Return-Free Filing: What are the benefits?
The primary benefit of a return-free system is the eased burden of tax compliance on taxpayers. Depending on the extent of changes made to the current U.S. income tax structure and administration to accommodate return-free filing, the requirement to file a final tax return could be eliminated for between approximately 8 million and 60 million taxpayers. Secondary benefits include the increased simplification that could accompany such a reform, and perhaps a lessened administrative burden on the Internal Revenue Service (IRS) and correspondingly lower federal expenditure for tax collection.
- For many taxpayers, the burden of filing any tax return may involve significant psychic or emotional costs, in addition to time spent and, for some, the cost of hiring a paid tax preparer. Thus, even if the vast majority of affected taxpayers already face relatively simple tax situations, a return-free system could still provide them significant benefits. However, because state income tax systems piggyback on the federal system, unless states also shifted to a return-free system, the reduction in filing and in psychic costs would likely be minimal.
- Although taxpayers participating in the return-free system would be spared the cost of preparing a final return, the net administrative savings might not be great. Of the 62.5 million taxpayers potentially eligible, over two-thirds (44.2 million) currently file the relatively simple 1040A and 1040EZ returns. Even under a return-free system, these taxpayers would still have to provide, on a regular basis, some of the same information (such as filing status and dependents’ identification) that they do now. Further, some administrative costs would merely be shifted from the taxpayers to their employers, other payers, and the IRS.

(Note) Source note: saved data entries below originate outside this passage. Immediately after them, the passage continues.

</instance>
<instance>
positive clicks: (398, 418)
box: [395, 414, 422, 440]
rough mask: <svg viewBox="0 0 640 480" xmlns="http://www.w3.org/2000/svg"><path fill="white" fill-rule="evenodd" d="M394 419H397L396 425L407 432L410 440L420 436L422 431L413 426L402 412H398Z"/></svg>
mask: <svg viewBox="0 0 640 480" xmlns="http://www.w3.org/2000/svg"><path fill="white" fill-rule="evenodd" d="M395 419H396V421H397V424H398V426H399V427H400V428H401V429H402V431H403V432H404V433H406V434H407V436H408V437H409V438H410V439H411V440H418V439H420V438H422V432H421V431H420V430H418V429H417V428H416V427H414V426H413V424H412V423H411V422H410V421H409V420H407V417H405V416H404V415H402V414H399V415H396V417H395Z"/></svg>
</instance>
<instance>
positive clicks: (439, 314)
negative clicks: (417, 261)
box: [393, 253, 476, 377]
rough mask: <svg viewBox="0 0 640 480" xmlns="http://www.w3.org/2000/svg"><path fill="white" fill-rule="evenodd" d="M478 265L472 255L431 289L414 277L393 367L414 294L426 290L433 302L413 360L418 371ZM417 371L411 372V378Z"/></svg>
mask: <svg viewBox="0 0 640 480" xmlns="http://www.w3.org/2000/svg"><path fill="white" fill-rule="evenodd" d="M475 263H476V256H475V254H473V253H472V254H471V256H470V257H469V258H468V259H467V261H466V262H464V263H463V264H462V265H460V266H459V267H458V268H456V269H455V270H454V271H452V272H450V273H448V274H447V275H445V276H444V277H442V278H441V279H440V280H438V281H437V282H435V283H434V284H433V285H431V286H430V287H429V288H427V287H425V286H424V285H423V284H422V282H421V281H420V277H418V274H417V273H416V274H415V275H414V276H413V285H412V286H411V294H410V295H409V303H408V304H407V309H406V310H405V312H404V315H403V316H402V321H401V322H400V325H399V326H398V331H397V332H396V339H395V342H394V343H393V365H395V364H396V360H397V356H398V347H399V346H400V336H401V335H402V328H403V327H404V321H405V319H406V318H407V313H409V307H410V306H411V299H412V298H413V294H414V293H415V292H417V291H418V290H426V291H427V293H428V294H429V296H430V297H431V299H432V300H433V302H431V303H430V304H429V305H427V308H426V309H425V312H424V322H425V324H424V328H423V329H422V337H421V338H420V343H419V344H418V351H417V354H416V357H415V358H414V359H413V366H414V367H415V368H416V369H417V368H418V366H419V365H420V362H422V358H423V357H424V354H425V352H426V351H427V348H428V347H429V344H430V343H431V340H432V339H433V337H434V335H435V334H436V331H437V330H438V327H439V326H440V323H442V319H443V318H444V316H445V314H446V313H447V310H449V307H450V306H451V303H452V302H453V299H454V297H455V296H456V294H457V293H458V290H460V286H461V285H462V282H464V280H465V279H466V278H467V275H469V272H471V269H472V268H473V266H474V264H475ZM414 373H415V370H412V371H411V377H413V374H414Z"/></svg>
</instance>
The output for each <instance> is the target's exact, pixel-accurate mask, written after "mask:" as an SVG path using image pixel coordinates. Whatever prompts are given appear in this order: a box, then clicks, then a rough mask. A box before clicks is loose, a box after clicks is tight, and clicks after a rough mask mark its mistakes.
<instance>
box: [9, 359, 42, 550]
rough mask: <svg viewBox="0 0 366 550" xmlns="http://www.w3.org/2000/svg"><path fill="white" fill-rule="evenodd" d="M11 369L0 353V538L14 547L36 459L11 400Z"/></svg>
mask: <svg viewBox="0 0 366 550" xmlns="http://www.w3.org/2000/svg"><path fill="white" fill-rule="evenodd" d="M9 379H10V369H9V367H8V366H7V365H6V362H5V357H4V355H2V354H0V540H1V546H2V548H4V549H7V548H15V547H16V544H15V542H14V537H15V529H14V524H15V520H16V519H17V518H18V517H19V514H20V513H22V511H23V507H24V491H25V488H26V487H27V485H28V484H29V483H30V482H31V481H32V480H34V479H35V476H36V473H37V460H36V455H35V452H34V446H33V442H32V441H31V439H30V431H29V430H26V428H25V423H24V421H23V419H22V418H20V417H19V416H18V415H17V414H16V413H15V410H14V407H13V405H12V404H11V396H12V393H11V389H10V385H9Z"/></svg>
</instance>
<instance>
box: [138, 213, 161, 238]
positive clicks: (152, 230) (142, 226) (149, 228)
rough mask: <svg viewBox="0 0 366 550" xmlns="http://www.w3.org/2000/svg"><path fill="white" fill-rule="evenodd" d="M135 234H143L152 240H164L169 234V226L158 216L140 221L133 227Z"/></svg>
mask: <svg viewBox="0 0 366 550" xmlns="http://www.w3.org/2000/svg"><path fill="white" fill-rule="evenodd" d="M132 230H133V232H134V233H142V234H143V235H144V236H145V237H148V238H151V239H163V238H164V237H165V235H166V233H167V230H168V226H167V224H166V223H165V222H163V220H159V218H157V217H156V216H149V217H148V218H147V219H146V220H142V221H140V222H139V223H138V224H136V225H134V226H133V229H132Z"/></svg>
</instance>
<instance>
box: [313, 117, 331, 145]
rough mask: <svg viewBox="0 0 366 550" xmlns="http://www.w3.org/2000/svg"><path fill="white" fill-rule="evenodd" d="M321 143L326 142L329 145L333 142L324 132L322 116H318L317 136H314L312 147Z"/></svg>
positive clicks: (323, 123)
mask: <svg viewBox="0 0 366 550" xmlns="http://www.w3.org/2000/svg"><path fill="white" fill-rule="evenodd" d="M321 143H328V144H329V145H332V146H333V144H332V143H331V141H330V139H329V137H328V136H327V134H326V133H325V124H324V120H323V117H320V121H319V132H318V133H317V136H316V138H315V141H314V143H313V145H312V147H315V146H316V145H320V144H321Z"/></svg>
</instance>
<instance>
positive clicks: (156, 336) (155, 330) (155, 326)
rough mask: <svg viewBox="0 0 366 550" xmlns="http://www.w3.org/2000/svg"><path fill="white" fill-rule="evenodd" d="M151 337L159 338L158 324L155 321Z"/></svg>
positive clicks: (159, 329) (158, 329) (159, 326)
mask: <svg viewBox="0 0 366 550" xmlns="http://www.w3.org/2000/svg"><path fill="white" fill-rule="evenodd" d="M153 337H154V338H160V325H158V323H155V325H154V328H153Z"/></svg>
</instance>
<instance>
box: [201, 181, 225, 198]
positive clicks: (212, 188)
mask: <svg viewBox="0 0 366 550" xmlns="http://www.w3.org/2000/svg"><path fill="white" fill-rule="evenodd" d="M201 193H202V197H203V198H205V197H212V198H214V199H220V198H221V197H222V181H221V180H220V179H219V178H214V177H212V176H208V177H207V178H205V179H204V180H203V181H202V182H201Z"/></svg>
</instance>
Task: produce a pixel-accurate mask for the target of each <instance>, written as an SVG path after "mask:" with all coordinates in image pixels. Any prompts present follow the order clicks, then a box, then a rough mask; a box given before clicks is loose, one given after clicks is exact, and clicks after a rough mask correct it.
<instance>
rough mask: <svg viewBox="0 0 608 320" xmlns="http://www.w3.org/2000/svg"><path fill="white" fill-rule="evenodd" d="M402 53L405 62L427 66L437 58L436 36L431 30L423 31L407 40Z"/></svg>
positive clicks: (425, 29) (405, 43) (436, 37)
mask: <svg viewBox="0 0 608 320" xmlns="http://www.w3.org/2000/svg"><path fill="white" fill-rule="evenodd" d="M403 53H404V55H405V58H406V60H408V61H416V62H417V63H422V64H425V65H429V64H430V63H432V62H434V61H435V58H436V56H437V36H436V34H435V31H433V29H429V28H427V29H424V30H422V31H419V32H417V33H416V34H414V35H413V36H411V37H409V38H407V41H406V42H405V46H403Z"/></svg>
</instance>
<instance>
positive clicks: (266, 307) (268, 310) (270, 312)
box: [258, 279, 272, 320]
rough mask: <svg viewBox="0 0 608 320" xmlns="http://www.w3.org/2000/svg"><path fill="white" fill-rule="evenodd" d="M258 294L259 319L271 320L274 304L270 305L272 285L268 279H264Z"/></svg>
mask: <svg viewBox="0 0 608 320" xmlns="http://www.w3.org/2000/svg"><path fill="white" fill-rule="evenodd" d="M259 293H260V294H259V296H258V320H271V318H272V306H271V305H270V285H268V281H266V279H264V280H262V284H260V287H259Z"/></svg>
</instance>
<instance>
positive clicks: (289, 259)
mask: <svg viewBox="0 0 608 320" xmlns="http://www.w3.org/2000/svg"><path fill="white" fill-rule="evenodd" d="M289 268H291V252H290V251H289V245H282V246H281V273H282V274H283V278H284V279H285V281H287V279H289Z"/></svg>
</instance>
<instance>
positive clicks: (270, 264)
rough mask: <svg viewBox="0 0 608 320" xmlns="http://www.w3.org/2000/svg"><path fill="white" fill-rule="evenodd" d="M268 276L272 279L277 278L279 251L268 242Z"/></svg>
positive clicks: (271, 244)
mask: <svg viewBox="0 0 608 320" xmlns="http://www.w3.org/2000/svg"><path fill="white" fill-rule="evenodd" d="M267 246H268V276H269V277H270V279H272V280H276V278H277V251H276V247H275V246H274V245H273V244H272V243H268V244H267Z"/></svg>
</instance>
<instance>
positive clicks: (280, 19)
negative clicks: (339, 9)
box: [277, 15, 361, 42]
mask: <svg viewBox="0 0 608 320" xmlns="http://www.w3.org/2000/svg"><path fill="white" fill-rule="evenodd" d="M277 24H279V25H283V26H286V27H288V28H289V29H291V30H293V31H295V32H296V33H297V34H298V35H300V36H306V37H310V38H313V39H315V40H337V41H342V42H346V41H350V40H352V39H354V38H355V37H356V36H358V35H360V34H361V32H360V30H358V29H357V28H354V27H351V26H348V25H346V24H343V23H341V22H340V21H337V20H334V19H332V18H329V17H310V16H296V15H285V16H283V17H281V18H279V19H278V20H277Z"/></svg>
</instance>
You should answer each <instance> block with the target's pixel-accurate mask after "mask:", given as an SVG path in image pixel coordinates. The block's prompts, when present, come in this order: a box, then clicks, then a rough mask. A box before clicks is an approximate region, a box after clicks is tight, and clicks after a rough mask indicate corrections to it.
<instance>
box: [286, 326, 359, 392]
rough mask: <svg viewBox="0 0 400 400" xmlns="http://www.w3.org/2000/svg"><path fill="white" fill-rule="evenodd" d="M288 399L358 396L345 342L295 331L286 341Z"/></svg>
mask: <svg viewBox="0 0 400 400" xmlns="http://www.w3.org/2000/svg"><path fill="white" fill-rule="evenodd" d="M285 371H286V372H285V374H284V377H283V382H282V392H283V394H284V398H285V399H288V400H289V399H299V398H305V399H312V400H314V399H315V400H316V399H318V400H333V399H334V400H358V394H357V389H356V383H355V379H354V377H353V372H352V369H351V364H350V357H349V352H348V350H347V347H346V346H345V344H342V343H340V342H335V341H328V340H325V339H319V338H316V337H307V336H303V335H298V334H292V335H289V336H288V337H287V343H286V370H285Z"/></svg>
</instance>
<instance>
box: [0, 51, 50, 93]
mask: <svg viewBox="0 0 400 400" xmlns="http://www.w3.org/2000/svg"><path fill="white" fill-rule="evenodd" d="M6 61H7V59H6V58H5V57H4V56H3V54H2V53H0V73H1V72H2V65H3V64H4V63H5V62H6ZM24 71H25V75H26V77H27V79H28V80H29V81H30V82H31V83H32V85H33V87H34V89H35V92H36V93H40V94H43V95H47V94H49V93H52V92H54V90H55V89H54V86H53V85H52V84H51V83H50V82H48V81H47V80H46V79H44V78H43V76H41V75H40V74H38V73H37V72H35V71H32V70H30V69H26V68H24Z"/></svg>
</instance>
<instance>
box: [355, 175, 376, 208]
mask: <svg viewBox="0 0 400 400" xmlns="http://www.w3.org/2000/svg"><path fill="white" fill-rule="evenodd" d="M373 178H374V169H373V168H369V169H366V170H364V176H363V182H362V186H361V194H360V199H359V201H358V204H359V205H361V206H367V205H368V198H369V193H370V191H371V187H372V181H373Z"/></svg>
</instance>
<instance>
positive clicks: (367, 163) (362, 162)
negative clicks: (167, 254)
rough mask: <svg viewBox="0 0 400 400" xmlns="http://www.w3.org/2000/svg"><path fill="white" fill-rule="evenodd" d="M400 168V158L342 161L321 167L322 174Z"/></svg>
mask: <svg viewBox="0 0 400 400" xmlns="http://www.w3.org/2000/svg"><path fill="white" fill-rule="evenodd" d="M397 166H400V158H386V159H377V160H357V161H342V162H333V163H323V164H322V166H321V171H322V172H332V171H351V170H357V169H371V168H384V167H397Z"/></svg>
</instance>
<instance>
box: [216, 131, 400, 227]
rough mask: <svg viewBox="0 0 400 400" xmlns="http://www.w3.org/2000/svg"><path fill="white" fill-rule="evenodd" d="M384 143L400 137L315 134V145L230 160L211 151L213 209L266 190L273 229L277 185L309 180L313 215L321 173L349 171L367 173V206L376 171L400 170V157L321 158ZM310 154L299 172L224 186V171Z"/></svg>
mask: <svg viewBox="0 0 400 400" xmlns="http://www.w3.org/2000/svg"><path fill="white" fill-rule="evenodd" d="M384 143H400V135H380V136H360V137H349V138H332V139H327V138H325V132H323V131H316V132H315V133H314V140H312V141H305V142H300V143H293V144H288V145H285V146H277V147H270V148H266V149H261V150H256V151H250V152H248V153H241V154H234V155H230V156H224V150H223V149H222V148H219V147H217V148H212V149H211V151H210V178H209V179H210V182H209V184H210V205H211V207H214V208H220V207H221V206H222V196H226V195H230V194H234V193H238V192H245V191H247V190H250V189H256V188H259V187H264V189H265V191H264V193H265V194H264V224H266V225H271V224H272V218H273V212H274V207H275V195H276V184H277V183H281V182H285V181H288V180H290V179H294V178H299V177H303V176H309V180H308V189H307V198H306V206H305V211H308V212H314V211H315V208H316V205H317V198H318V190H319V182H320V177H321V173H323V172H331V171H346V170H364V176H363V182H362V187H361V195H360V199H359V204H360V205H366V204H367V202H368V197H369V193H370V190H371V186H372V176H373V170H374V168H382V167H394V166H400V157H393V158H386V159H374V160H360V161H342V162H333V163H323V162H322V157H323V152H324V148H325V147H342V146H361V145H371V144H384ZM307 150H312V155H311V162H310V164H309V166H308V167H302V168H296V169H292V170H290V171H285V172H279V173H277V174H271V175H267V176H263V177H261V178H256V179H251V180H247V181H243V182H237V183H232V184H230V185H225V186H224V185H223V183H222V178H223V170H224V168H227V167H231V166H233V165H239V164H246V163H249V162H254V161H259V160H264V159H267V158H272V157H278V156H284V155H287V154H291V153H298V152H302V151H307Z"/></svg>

- In a 1996 report, the U.S. General Accounting Office estimated that a tax agency reconciliation system could reduce the time spent preparing tax returns by as much as 155 million hours a year for 51 million taxpayers and reduce the IRS’s annual costs by up to $37 million. These estimates, however, do not take into account certain ways in which such a system might increase the administrative burden on taxpayers and the IRS. For example, 1 billion information reports would have to be filed earlier and processed much sooner by the IRS in order to complete returns by April 15 (with refunds to follow somewhat later). State income tax systems would also incur additional costs or delays.